Okay, found it, thanks. It's the one icon that doesn't pop up a tooltip when you hover the cursor over it. Typing in it now, and typing, and typing, and typing, and, by golly, no word wrap.

Firefox 36.0.4


----------



## n0qcu (Mar 23, 2002)

this is a test to check word wrap in the standard editor. just typing a bunch of needless stuff to check out. Word wrap is working liike it should here.

Firefox 20.0


----------



## KyL416 (Nov 11, 2005)

n0qcu said:


> Firefox 20.0


The issue didn't appear until Firefox 36

You also should upgrade your Firefox, that version has a bunch of security vulnerabilities and is almost 2 years old.


----------



## Laxguy (Dec 2, 2010)

KyL416 said:


> The issue didn't appear until Firefox 36
> 
> You also should upgrade your Firefox, that version has a bunch of security vulnerabilities and is almost 2 years old.


Just a test using plain text. Safari 8.0.4 on Yosemite Mac.
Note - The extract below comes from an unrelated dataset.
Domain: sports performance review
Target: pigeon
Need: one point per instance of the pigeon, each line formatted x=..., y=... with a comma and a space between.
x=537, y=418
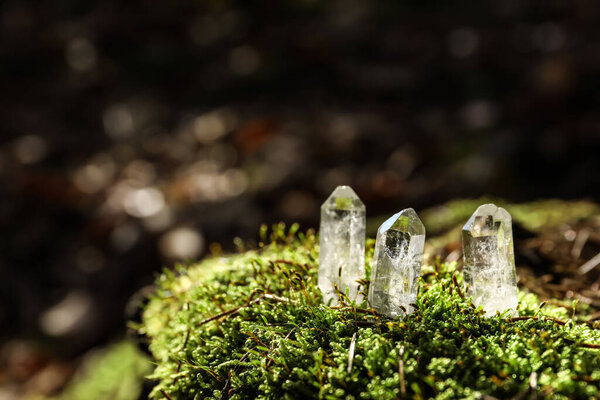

I know that you believe you understood what you think I said, but I'm not sure you realize that what you heard is not what I meant.I know that you believe you understood what you think I said, but I'm not sure you realize that what you heard is not what I meant.I know that you believe you understood what you think I said, but I'm not sure you realize that what you heard is not what I meant.

Wraps all day.


----------



## Drucifer (Feb 12, 2009)

Here's the fixed . . . .

http://www.digitalvertigo.co.uk/forum/index.php?showtopic=37695



> In Firefox 36 and above, when you're typing out a post, when you reach the right edge of the posting box, the text does not wrap to the next line automatically. Instead, a horizontal scrollbar will appear and your typing will continue on to the right. This is caused by Firefox 36 and above respecting a piece of code that was previously ignored.
> 
> To fix it, go into the AdminCP and go to Look & Feel. Click on the affected skin, then click on CSS. Select ipb_ckeditor.css from the choices on the left and add this piece of code at the bottom of the file and save it: -
> 
> ...


----------



## David Bott (Jul 12, 2005)

Above code added to skin. If it works...Thank Drew. If it doen't...well....we tried.


----------



## Stewart Vernon (Jan 7, 2005)

There's a thing that you type, it's not hype, it's all ripe... keys in a sequence, somewhere you frequent... as you glide, you can ride, do not hide, watch your pride, press on the keys, if you please... until you reach the end of the line, it's on time, trust my rhyme... if you do, you'll not rue, it's the hap, right on tap, for the word wrap!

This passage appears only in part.